Sans pathos excessif, sinon l’amitié spirituelle grandissante entre maître et disciple.
Sans autre motif que le partage, car ce sont les gourous qui sont intéressés à multiplier les adeptes, pour leur argent et tous les abus imaginables sur ceux qu’on domine. Le sage ne domine personne : par ses questions, ses récits, ses paraboles, ses métaphores, il éveille la liberté de l’écoutant, il l’invite à chercher en lui-même.

Rien de plus pénible que la suffisance de ceux qui veulent faire la leçon à tout le monde à la moindre occasion ! Comme dans la partition musicale d’une œuvre symphonique, les silences du sage rendent possible sa parole. Les mélomanes savent bien que pour apprécier pleinement un chef-d’œuvre musical, l’écouter attentivement allongé dans le noir est la meilleure manière de mobiliser toute leur énergie au service d’un seul sens, l’ouïe, les autres étant au repos.

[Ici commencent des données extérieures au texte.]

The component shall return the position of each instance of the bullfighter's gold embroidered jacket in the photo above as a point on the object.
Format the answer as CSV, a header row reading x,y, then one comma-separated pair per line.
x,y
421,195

« Une oreille attentive, voilà le désir du sage ».
Pourquoi le texte biblique dit-il une oreille, et pas deux ? Peut-être parce que dormir sur ses deux oreilles c’est ne plus rien entendre. Ou parce que deux oreilles présentent le risque que la parole entre par une oreille et ressorte par l’autre… Alors que tendre l’oreille est le signe d’une quête, d’un désir, comme celui du peuple écoutant attentivement Esdras proclamer la Loi retrouvée au Temple : « sur la place située devant la porte des Eaux, Esdras lut dans le livre, depuis l’aube jusqu’à midi, en présence des hommes, des femmes et de ceux qui avaient l’âge de raison : tout le peuple tendait l’oreille au livre de la Loi » (Ne 8,3).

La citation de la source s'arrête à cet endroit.